Еще хотела заснять поэта, который читал в магазине стихи, посвященные автору книги о диетах «От имени всех мужей, чьи жены похудели благодаря вам». Поэт был в белой-белой ковбойской шляпе. И это вчера, в #ливеньидождь.
А как хотелось заснять кривые ноги девушки, которая стояла передо мной на эскалаторе! И подписать так: «Не в ногах счастье». Потому что кривоногую наверху ждал парень с зонтиком, они потом долго обнимались, целовались и пошли рядышком. Это моя давняя мечта, чтоб меня встречали у метро. Очень живописно.
Карочи, разжалела себя, пришла ближе к полуночи, сделала тосты, намазала их медом и что? Захотела их сфотографировать! Ага, на блюдечке.
Но видите, я мужественно борюсь с искушением и пока побеждаю. Мне нельзя в еще одну соцсеть, засасывает. Мне надо жить в реальности, хотя бы иногда. А то кончится тем, что я стану постить свои фотки с оттопыренными губами, хотя мне никогда не удастся их как-то конкурентоспособно оттопырить.
Ну и конечно, обо всем этом я уже написала на фейсбук.
Не фотографировать я кое-как могу, а вот не писать букафки.
Рай для интроверта
У меня внутри Петергоф отпечатался. Не знаю, на чем конкретно, но на чем-то с ворсинками. Отпечатался, как тавро геометрической формы. Как золотая татуировка, на которую смотришь с радостью, а она излучает. Сидишь-сидишь перед компом или в холодном троллейбусе и между делом задираешь манжет или брючину и поглядываешь. Напоминаешь себе, что счастье есть. А оно как бы внутри шуршит, переворачивается в норке. И греет. Вот у меня Петергоф там теперь. Я в него заглядываю. Зачерпываю тишину и журчание.
В Питере, при всем уважении, мне всегда было серо, сыро, зябко, зыбко. А в эту осень так сухо, что аж шелестело в ушах. И еще тепло и позолочено. Наяву любая картинка была такого насыщенного цвета, как будто ее уже обработали в фотошопе. И немножко перестарались.
Я прямо просыпалась и чувствовала, как вокруг за стенами стоит сумасшедшая красота. И трещит от собственной избыточности. И надо бежать и хватать ее руками, пожирать глазами, утолять зрительный голод. Потом поехала в Петергоф. В октябре там уже мало туристов, а фонтаны работают. Льют воду. Пустой парк выглядит и звучит по-другому. Легко представить, что весь он твой. И легко представить что ты – королева. Ампираторша. И позади у тебя вечность. И впереди тоже.

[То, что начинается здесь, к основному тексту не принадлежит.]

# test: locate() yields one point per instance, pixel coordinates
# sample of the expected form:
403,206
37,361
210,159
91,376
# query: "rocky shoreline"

Все-таки как хорошо, когда много гениев подумали об удобстве и красоте для одного царя. И при этом царь попросил их буквально ни в чем ни себе, ни ему не отказывать. И эти беспредельщики итальянцы не просто начертили план парка, а как будто надышали его. Может, свои сны записывали, может, видения. Но во всем этом явно не только рисунок, расчет, геометрия и точность, но и что-то в целом необъяснимо совершенное. Самодостаточное.
Меня в нижнем парке накрыло, словно куполом, будто давным-давно умная и могущественная Гермиона начертила над этим местом невидимые защитные меридианы. Или что там? Нашептала защитные заклинания. Для меня ж безопасность – базовая радость. И она там есть. Ее там навалом. Я вот природу люблю, лес. Но могу ли я быть счастлива в лесу? Недолго, точно не вечно. А тут? Тут – да. И совсем для этого никто не нужен.
Неопределенное и плохое останавливается, нет, кончается вовсе. И ничего не напоминает о «земле», никаких примет времени – ни пивных бутылок, ни упаковок из «Макдоналдса», ни уборщиков в оранжевых жилетках. Мало людей и много тишины. Фонтаны журчат, статуи молчат, мрамор мерцает. Белки перебегают дорожки в разных направлениях часто, как кошки. А вороны переходят. Маленькие легкие птички садятся на руки, царапают коготками.